The stroke unit employees give patients information about lifestyle changes that can help prevent strokes, such as healthy eating and exercising, and they also talk to them about how some conditions like diabetes and high blood pressure can lead to strokes.

Fibish said education is the best way to reduce the number of strokes that occur.

Also, the stroke center employees try to educate the families, especially children, to recognize the signs of a stroke and get help as soon as possible.

Another component of the stroke program’s recovery process is the selection of a rehabilitation treatment for all patients.

Fibish said in order to figure out what type of rehab program each patient requires, a group of physical therapists and social workers meet with the patient.

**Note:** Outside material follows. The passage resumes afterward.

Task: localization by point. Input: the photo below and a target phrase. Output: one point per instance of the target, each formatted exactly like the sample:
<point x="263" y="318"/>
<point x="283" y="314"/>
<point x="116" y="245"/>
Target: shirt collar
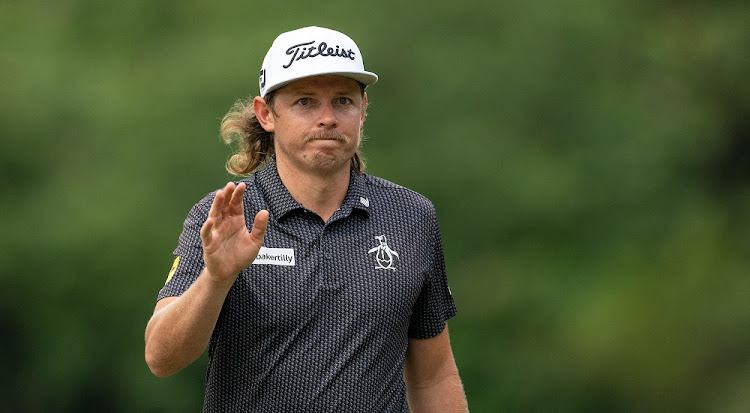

She said they discuss the options and decide on the best choice for the patient.

Some patients need to go through intensive rehab that requires a physical therapist come to their homes to help them. However, other patients are advised to visit a rehab facility on their own.

Fibish said rehab and education are critical elements for people who have suffered a stroke.

She said strokes do not result in death very often; instead, patients can sometimes suffer two or three strokes that get progressively worse each time.

Stroke is a leading cause of serious, long-term disability, according to the Virginia Stroke Systems Task Force.

But the Obici stroke center’s attention to the patients doesn’t end when they leave the facility. Fibish said the nurses regularly call the patients to check up on them, and she gives her patients her home phone number to call if they have questions.

Obici also has a stroke survivor support group that meets every other month.